当事者が雇用の期間を定めなかったときは、各当事者は、いつでも解約の申入れをすることができる。この場合において、雇用は、解約の申入れの日から二週間を経過することによって終了する。
就業規則の定めと法律の関係については争いがありますが、実務上は就業規則に沿って早めに伝えるのが円満です。一方で、就業規則を理由に何か月も引き止められる筋合いはありません。
出典: 民法627条1項
業務委託契約の場合
業務委託契約であれば、契約書に定められた解約の予告期間に従うのが原則です。ただし、実態が労働者にあたると判断される場合は、労働者としての保護を受けられます。
実務上の目安
- 就業規則に定めがあるなら、その期間を守る
- 定めがない、または退職を急ぐ事情があるなら、2週間前を下限として考える
- 予約が入っている期間を考えると、1か月から2か月前が現実的
予約の引き継ぎ
すでに入っている予約は、後任の担当者に引き継ぐか、サロンが調整することになります。

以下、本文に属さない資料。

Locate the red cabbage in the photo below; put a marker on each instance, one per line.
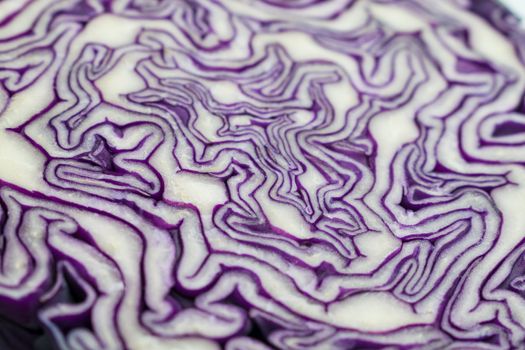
(268, 174)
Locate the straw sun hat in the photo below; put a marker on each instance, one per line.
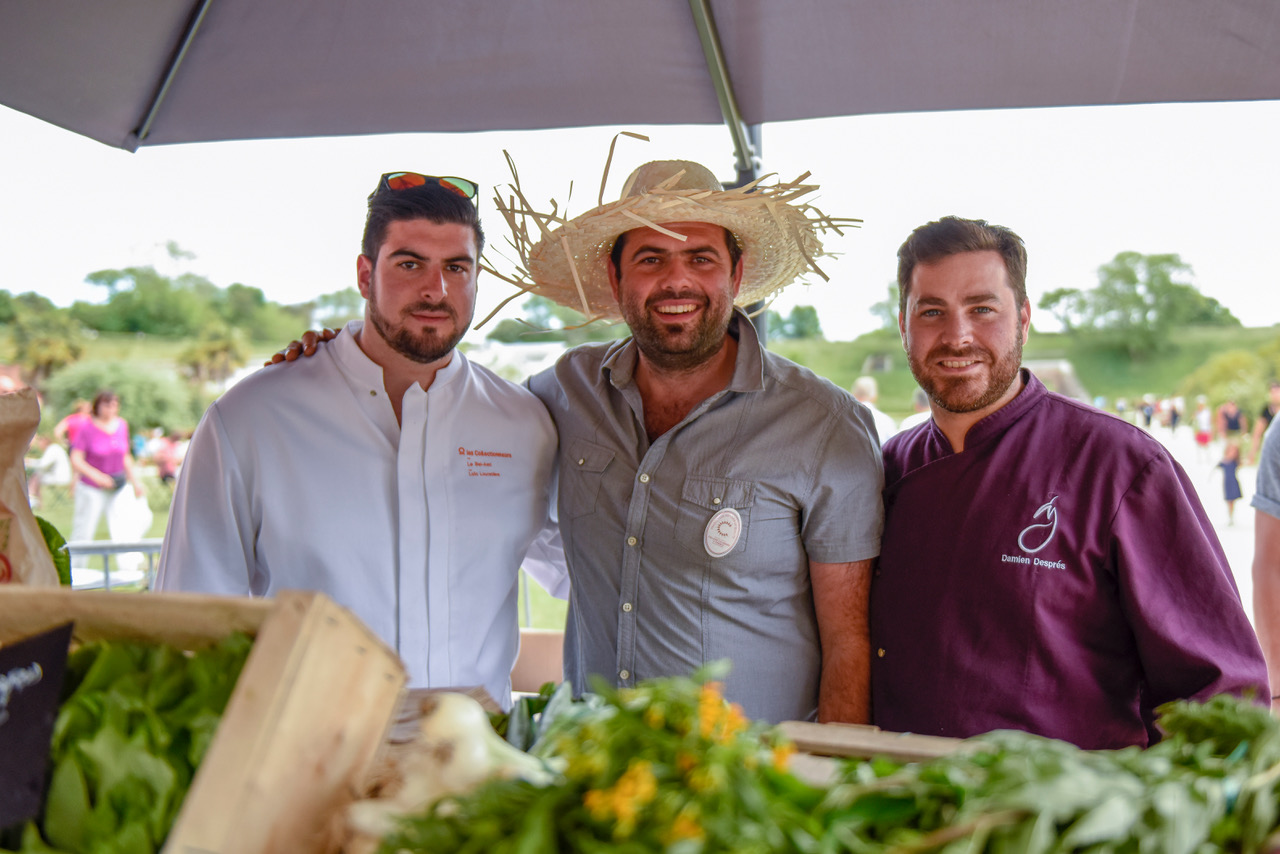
(566, 260)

顧客への連絡はサロンの方針に従ってください。自分で勝手に連絡すると問題になります。
誰に、どう伝えるか
店長やオーナーに、口頭で意思を伝えるのが最初です。
- 「ご相談したいことがあります」と時間をもらう
- 退職の意思を伝える
- 退職日の希望を伝える
- 引き継ぎの進め方を相談する
引き止めがあっても、理由を細かく説明する必要はありません。「一身上の都合です」で足ります。
伝えた後に記録を残す
いつ、誰に、どう伝えたかをメモに残してください。話が進まない場合は、退職届を書面で提出し、控えを保管してください。
体調が理由の場合
手荒れ、腰痛、体調不良が続いている場合は、区切りを待つ必要はありません。健康が優先です。診断書があれば話が進めやすくなります。